Nobody wants to be viewed as the angry guy at work.
Getting too angry too often can negatively affect your relationships with colleagues, as well as your health and well-being.
But we all get heated at some point, and it’s important to channel your anger in a positive way.
If channeled effectively, anger can improve productivity, communication, and sound mental health, according to clinical psychologist Bret Moore, who wrote on the topic for Psychology Today. Specifically, feeling angry is a sign that something went wrong and must be changed. It can provide you with the motivation to do better.
There’s a fine line between communicating aggressively and communicating assertively, and it’s important to learn how to do the latter, Moore writes.
Assertive communicators don’t hesitate or shy away from stating their views, but they do it in a way that’s respectful of others.
The first step to maintaining your composure when your blood’s boiling is to simply acknowledge that you’re angry. This is likely the hardest part, Moore says, but once you do, you can take a minute to cool down and think about what you want to say.
Then, as with delivering any serious message, practice what you want to say and how you want to say it.

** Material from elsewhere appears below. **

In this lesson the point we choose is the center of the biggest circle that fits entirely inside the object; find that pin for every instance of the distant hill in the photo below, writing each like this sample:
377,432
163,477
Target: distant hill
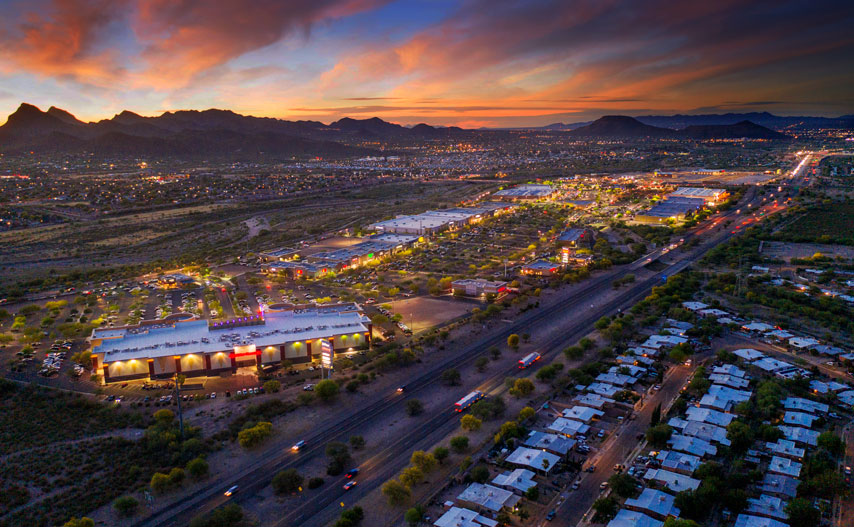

Using appropriate body language and tone is one of the seven critical communication skills highlighted by workplace communication expert Skip Weisman. Maintaining eye contact and normal volume and not pointing your fingers helps to project assertiveness rather than aggression.
While it’s important to come off as reasonable, it’s still key to maintain the passion and fire that made you angry in the first place. After all, you want to make your point and communicate what you need.